AlexeyAB / darknet

YOLOv4 / Scaled-YOLOv4 / YOLO - Neural Networks for Object Detection (Windows and Linux version of Darknet )
http://pjreddie.com/darknet/
Other
21.66k stars 7.96k forks source link

Why was performBatchDetect deleted? #6687

Open mazatov opened 4 years ago

mazatov commented 4 years ago

What is the reason to remove performBatchDetect function from darknet.py? Is there a plan to redo it with better performance?

I'm trying to recreate it myself using darknet.network_predict_batch, but I'm struggling with the input parameters to the function. In the original darknet.py, the way the images were processed was making batch processing actually slower than processing them one by one using darknet.detect_image. The majority of the time was spent on reshaping the arrays. Is there a faster way to prep images for darknet.network_predict_batch

This was the original image prep for performBatchDetect

    img_list = []
    for custom_image_bgr in image_list:
        custom_image = cv2.cvtColor(custom_image_bgr, cv2.COLOR_BGR2RGB)
        custom_image = cv2.resize(
            custom_image, (net_width, net_height), interpolation=cv2.INTER_NEAREST)
        custom_image = custom_image.transpose(2, 0, 1)
        img_list.append(custom_image)
    arr = np.concatenate(img_list, axis=0)
    arr = np.ascontiguousarray(arr.flat, dtype=np.float32) / 255.0
    data = arr.ctypes.data_as(POINTER(c_float))
    im = IMAGE(net_width, net_height, c, data)
    batch_dets = network_predict_batch(net, im, batch_size, pred_width,
                                                pred_height, thresh, hier_thresh, None, 0, 0)
lars-ek commented 4 years ago

I am also interested in batch inference, because I have a setup with two cameras and want to speed up the detection process by using batch=2 inference.

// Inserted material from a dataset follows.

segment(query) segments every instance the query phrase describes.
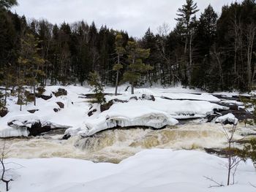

I also tried openCV-inference. For batch=1 I get a weak performance boost compared to darknet, but the very efficient ".detect" function does not support batch processing.

So my question is, what performance gain could I expect with batch-size=2 in darknet compared to precessing one-by-one frame? And if it is > 20%, how to do it with darknet?

Thank you.

lars-ek commented 3 years ago

I got batch-processing working with the latest darknet version, but I do not see any performance gain for batch size > 1...

mazatov commented 3 years ago

How did you get it to work? I got it to work the way I describe above, mimicking the older performBatchDetect, but also not getting any performance gain.

lars-ek commented 3 years ago

I used the above code and called the "network_predict_batch"-function in the compiled dll (yolo_cpp_dll.dll).

lars-ek commented 3 years ago

@AlexeyAB I expected that there should be a performance gain using batch detection, but there is none. Can this be? Thank you.

pfeatherstone commented 3 years ago

I posted a related issue here : https://github.com/AlexeyAB/darknet/issues/6846. There is a bug with network_predict_batch when inferring on GPU.

LeKristapino commented 3 years ago

The example for implementing predict_batch can be found here I would like to use the solution @pfeatherstone mentioned in the issue he posted, but I'm using python and not C and the resize_network function is not really mapped to python. At least not in the darknet.py file

But if there is no significant performance gain, then I guess it is not worth it for now

pfeatherstone commented 3 years ago

in theory, doing batch prediction should be faster since there are less memory transfers between CPU and GPU. Furthermore i think CUDNN algorithms are optimised for batch sizes which are powers of 2.

pfeatherstone commented 3 years ago

With regards to calling stuff in python, i think the easiest thing to do is setup the code correctly in either C or C++, then write a python binding using pybind11. Using pybind11 is super easy

LeKristapino commented 3 years ago

@pfeatherstone Well, there are already mappings for python from compiled C++ file for Darknet used currently in Yolo. But the problem is that the specific resize_network function is not mapped - maybe you could specify which C++ file I have to look at to see if the function is possible to map in darknet.py file?

pfeatherstone commented 3 years ago

If you grep resize_network in darknet folder you will find the C file where it is declared. You will have to modify the python bindings to expose it to python.

pfeatherstone commented 3 years ago

Again, I found that there is a bug in darknet when doing batch inference using GPUs, when you modify the batchsize at runtime.

pfeatherstone commented 3 years ago

If you set the batchsize in the .cfg file, you will probably be alright, but that's no good if you want to change the batchsize depending on the inputs.